A chi-square goodness-of-fit test was conducted to determine whether the matches had the same proportion of goals as the theoretical Poisson distribution. The minimum expected frequency was 5. The chi-square goodness-of-fit test indicated that the number of matches with 0, 1, 2, 3, or 4 or more goals was not statistically significantly different from the proportions expected in the theoretical Poisson distribution (\(\chi^2\)(4) = 1.041, p = 0.903).

As demonstrated at the beginning of this section, the \(\mathrm{Pois}(\lambda)\) approaches the \(\mathrm{Bin}(n, \pi)\) where \(\lambda = n\pi\) when \(n \rightarrow \infty\) and \(\pi \rightarrow 0\).
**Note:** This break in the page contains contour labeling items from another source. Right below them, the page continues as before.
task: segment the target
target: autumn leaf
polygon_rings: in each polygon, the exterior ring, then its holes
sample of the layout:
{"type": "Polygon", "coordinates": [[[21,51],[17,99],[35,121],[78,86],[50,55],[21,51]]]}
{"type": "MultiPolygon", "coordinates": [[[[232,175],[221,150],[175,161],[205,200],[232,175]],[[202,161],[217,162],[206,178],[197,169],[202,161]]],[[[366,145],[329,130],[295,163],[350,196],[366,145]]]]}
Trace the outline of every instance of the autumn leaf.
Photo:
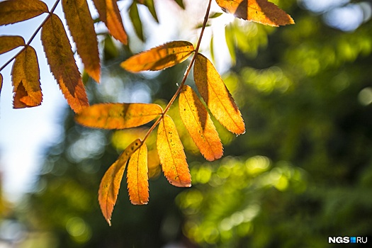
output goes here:
{"type": "Polygon", "coordinates": [[[93,2],[111,35],[123,44],[128,45],[127,34],[116,0],[93,0],[93,2]]]}
{"type": "Polygon", "coordinates": [[[42,1],[3,1],[0,2],[0,26],[28,20],[47,12],[47,6],[42,1]]]}
{"type": "Polygon", "coordinates": [[[14,108],[35,107],[41,104],[43,94],[36,52],[30,46],[16,57],[11,72],[14,108]]]}
{"type": "Polygon", "coordinates": [[[179,95],[181,119],[201,154],[209,161],[222,156],[223,147],[205,107],[194,91],[184,85],[179,95]]]}
{"type": "Polygon", "coordinates": [[[127,184],[132,204],[143,205],[149,201],[147,173],[147,147],[144,143],[132,154],[128,164],[127,184]]]}
{"type": "Polygon", "coordinates": [[[120,65],[131,72],[158,71],[182,62],[193,51],[188,41],[172,41],[132,56],[120,65]]]}
{"type": "Polygon", "coordinates": [[[140,139],[132,142],[108,168],[101,181],[98,203],[102,214],[109,225],[111,225],[111,215],[118,198],[125,165],[130,156],[141,146],[141,144],[140,139]]]}
{"type": "Polygon", "coordinates": [[[25,45],[25,40],[21,36],[0,36],[0,55],[22,45],[25,45]]]}
{"type": "Polygon", "coordinates": [[[244,123],[232,96],[212,62],[200,53],[195,60],[193,78],[199,93],[217,120],[232,133],[244,133],[244,123]]]}
{"type": "Polygon", "coordinates": [[[242,19],[278,27],[294,24],[284,11],[267,0],[215,0],[225,12],[242,19]]]}
{"type": "Polygon", "coordinates": [[[99,82],[101,65],[97,35],[86,0],[63,0],[62,6],[84,69],[92,79],[99,82]]]}
{"type": "Polygon", "coordinates": [[[99,103],[84,108],[75,120],[90,128],[123,129],[146,124],[162,111],[153,103],[99,103]]]}
{"type": "Polygon", "coordinates": [[[177,187],[191,186],[184,146],[172,119],[165,115],[159,125],[157,147],[165,177],[177,187]]]}
{"type": "Polygon", "coordinates": [[[69,38],[60,18],[52,14],[41,30],[41,41],[50,71],[64,98],[75,113],[88,106],[88,98],[71,50],[69,38]]]}

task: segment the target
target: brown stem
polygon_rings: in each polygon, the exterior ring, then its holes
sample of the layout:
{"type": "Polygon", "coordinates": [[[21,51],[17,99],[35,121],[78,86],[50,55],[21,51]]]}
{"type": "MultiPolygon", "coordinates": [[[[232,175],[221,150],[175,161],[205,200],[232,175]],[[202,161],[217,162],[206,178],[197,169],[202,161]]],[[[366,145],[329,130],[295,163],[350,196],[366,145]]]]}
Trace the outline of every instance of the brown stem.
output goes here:
{"type": "Polygon", "coordinates": [[[21,50],[21,51],[19,51],[16,55],[15,55],[14,56],[13,56],[9,60],[8,60],[4,64],[3,64],[3,66],[1,67],[0,67],[0,72],[3,70],[3,69],[4,69],[5,67],[6,67],[6,66],[8,64],[9,64],[13,60],[14,60],[18,55],[21,54],[21,52],[23,52],[23,50],[28,47],[30,45],[30,44],[31,44],[31,42],[33,40],[33,39],[35,38],[35,37],[36,36],[36,35],[38,34],[38,33],[39,33],[39,31],[40,30],[41,28],[43,28],[43,26],[44,25],[44,23],[45,23],[45,21],[47,21],[47,20],[49,18],[49,17],[53,13],[53,12],[55,11],[55,8],[57,8],[57,6],[58,5],[58,3],[60,2],[60,0],[57,0],[55,3],[55,4],[53,5],[53,6],[52,7],[52,9],[50,9],[50,11],[49,11],[49,13],[47,16],[47,18],[45,18],[45,19],[44,19],[44,21],[43,21],[43,23],[41,23],[41,24],[39,26],[39,27],[35,30],[35,32],[33,33],[33,35],[31,36],[31,38],[28,40],[28,41],[27,42],[27,43],[23,46],[23,48],[22,48],[21,50]]]}
{"type": "Polygon", "coordinates": [[[184,86],[184,84],[185,84],[185,82],[187,79],[187,77],[188,77],[188,74],[190,74],[190,72],[191,71],[191,68],[193,67],[193,62],[195,62],[195,59],[196,58],[196,55],[198,55],[199,48],[201,47],[201,39],[203,38],[203,34],[204,33],[204,30],[205,29],[205,26],[207,26],[207,21],[208,21],[208,16],[209,16],[209,12],[210,11],[211,4],[212,4],[212,0],[209,0],[208,6],[207,7],[207,11],[205,11],[205,16],[204,16],[204,22],[203,23],[203,27],[201,28],[201,35],[199,36],[199,39],[198,40],[196,47],[195,48],[195,50],[194,50],[195,52],[191,59],[191,61],[190,62],[190,64],[188,64],[188,67],[187,67],[185,74],[184,75],[184,78],[182,79],[181,84],[179,84],[179,89],[177,89],[176,93],[174,93],[174,95],[173,95],[173,97],[171,98],[171,99],[169,101],[169,102],[165,107],[162,115],[155,121],[155,123],[152,125],[152,126],[150,128],[150,129],[149,129],[149,130],[146,133],[146,135],[145,135],[142,143],[144,143],[146,141],[146,139],[147,139],[150,133],[154,130],[154,129],[157,127],[157,125],[164,118],[164,117],[167,114],[167,112],[168,112],[168,111],[169,110],[169,108],[171,108],[171,106],[173,104],[173,103],[177,98],[178,95],[181,93],[181,91],[182,90],[182,87],[184,86]]]}

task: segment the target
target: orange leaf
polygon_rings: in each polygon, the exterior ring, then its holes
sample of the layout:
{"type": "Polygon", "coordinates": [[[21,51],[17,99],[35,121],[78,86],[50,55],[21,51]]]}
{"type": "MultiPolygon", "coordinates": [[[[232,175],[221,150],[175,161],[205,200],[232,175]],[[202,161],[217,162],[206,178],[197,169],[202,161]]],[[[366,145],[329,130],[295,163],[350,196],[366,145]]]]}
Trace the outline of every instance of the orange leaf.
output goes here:
{"type": "Polygon", "coordinates": [[[25,45],[25,40],[21,36],[0,36],[0,55],[25,45]]]}
{"type": "Polygon", "coordinates": [[[165,177],[177,187],[191,187],[191,176],[173,120],[165,115],[157,130],[157,147],[165,177]]]}
{"type": "Polygon", "coordinates": [[[42,1],[3,1],[0,2],[0,26],[28,20],[47,12],[47,6],[42,1]]]}
{"type": "Polygon", "coordinates": [[[60,18],[52,14],[41,30],[41,41],[50,71],[75,113],[89,106],[69,38],[60,18]]]}
{"type": "Polygon", "coordinates": [[[118,193],[128,159],[141,146],[141,144],[140,139],[130,144],[108,168],[101,181],[98,190],[98,203],[103,217],[109,225],[111,225],[110,220],[111,219],[113,206],[118,199],[118,193]]]}
{"type": "Polygon", "coordinates": [[[237,135],[244,133],[244,123],[232,96],[212,62],[200,53],[195,60],[193,78],[215,118],[229,131],[237,135]]]}
{"type": "Polygon", "coordinates": [[[149,201],[147,147],[143,144],[130,157],[128,164],[127,183],[130,202],[134,205],[149,201]]]}
{"type": "Polygon", "coordinates": [[[93,0],[101,20],[105,23],[108,32],[123,44],[128,44],[128,37],[123,26],[116,0],[93,0]]]}
{"type": "Polygon", "coordinates": [[[193,51],[188,41],[172,41],[132,56],[120,65],[131,72],[158,71],[182,62],[193,51]]]}
{"type": "Polygon", "coordinates": [[[123,129],[146,124],[162,112],[153,103],[99,103],[84,108],[75,120],[90,128],[123,129]]]}
{"type": "Polygon", "coordinates": [[[216,0],[225,11],[242,19],[278,27],[294,24],[284,11],[267,0],[216,0]]]}
{"type": "Polygon", "coordinates": [[[40,83],[39,64],[36,52],[30,46],[16,57],[11,72],[15,92],[14,108],[35,107],[41,104],[43,94],[40,83]]]}
{"type": "Polygon", "coordinates": [[[99,82],[101,65],[97,35],[86,0],[63,0],[63,11],[84,69],[99,82]]]}
{"type": "Polygon", "coordinates": [[[209,161],[222,156],[223,147],[215,125],[195,91],[184,85],[179,95],[179,113],[193,142],[209,161]]]}

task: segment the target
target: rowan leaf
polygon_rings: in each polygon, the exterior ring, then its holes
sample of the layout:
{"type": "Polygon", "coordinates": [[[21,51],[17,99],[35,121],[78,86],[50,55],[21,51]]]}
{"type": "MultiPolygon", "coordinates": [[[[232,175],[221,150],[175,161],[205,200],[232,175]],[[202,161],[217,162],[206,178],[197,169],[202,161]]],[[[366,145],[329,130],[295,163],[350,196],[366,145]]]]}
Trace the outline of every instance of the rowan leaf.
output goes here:
{"type": "Polygon", "coordinates": [[[52,14],[43,26],[41,41],[50,71],[75,113],[88,106],[86,92],[63,24],[52,14]]]}
{"type": "Polygon", "coordinates": [[[158,71],[182,62],[193,51],[188,41],[172,41],[132,56],[120,65],[131,72],[158,71]]]}
{"type": "Polygon", "coordinates": [[[21,36],[0,36],[0,55],[22,45],[25,45],[25,40],[21,36]]]}
{"type": "Polygon", "coordinates": [[[11,72],[14,108],[35,107],[41,104],[43,94],[36,52],[30,46],[16,57],[11,72]]]}
{"type": "Polygon", "coordinates": [[[0,26],[13,24],[47,13],[47,6],[39,0],[9,0],[0,2],[0,26]]]}
{"type": "Polygon", "coordinates": [[[177,187],[191,187],[191,176],[173,120],[165,115],[157,130],[157,148],[165,177],[177,187]]]}
{"type": "Polygon", "coordinates": [[[278,27],[294,24],[284,11],[267,0],[215,0],[225,12],[242,19],[278,27]]]}
{"type": "Polygon", "coordinates": [[[93,0],[99,17],[114,38],[128,45],[128,37],[115,0],[93,0]]]}
{"type": "Polygon", "coordinates": [[[162,112],[154,103],[98,103],[85,108],[75,120],[90,128],[123,129],[146,124],[162,112]]]}
{"type": "Polygon", "coordinates": [[[201,153],[209,161],[220,158],[223,147],[215,125],[195,91],[184,85],[179,95],[181,119],[201,153]]]}
{"type": "Polygon", "coordinates": [[[132,204],[143,205],[149,201],[149,176],[147,168],[147,147],[142,144],[128,164],[127,184],[129,198],[132,204]]]}
{"type": "Polygon", "coordinates": [[[217,120],[235,134],[244,133],[242,114],[221,76],[212,62],[200,53],[195,60],[193,78],[199,93],[217,120]]]}
{"type": "Polygon", "coordinates": [[[63,11],[84,69],[99,82],[101,65],[93,20],[86,0],[63,0],[63,11]]]}
{"type": "Polygon", "coordinates": [[[109,225],[111,225],[111,215],[118,199],[118,193],[127,162],[141,145],[142,142],[140,139],[130,144],[108,168],[101,181],[98,189],[98,203],[102,214],[109,225]]]}

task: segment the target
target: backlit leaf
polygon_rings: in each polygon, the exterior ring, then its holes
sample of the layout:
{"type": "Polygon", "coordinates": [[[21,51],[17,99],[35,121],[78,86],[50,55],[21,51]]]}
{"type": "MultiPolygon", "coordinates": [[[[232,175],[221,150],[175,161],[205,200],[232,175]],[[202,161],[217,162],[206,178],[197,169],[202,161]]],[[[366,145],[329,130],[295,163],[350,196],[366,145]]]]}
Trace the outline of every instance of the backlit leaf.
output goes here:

The Poisson is a useful (computationally inexpensive) approximation to the binomial when \(n \ge 20)\) and \(\pi \le 0.05\). For example, suppose a baseball player has a \(\pi = .03\) chance of hitting a home run. What is the probability of hitting \(X \ge 20\) home runs in \(n = 500\) at-bats? This is a binomial process because the sample size is fixed.

pbinom(q = 20, size = 500, prob = 0.03, lower.tail = FALSE)
## [1] 0.07979678

But \(n\) is large and \(\pi\) is small, so the Poisson distribution works well too.

ppois(q = 20, lambda = 0.03 * 500, lower.tail = FALSE)
## [1] 0.08297091
n = 500
p = 0.03
x = 0:30
data.frame(
  events = x, 
  Poisson = dpois(x = x, lambda = p * n),
  Binomial = dbinom(x = x, size = n, p = p)
) %>%
  pivot_longer(cols = -events) %>%
  ggplot(aes(x = events, y = value, color = name)) +
  geom_line() +
  theme(legend.position = "top") +
  labs(title = "Pois(.03*500) vs. Bin(500, .03)",
       subtitle = "Poisson approximation to binomial.",
       x = "Events",
       y = "Density",
       color = "")

When the observed variance is greater than \(\lambda\) (overdispersion), the Negative Binomial distribution can be used instead of Poisson.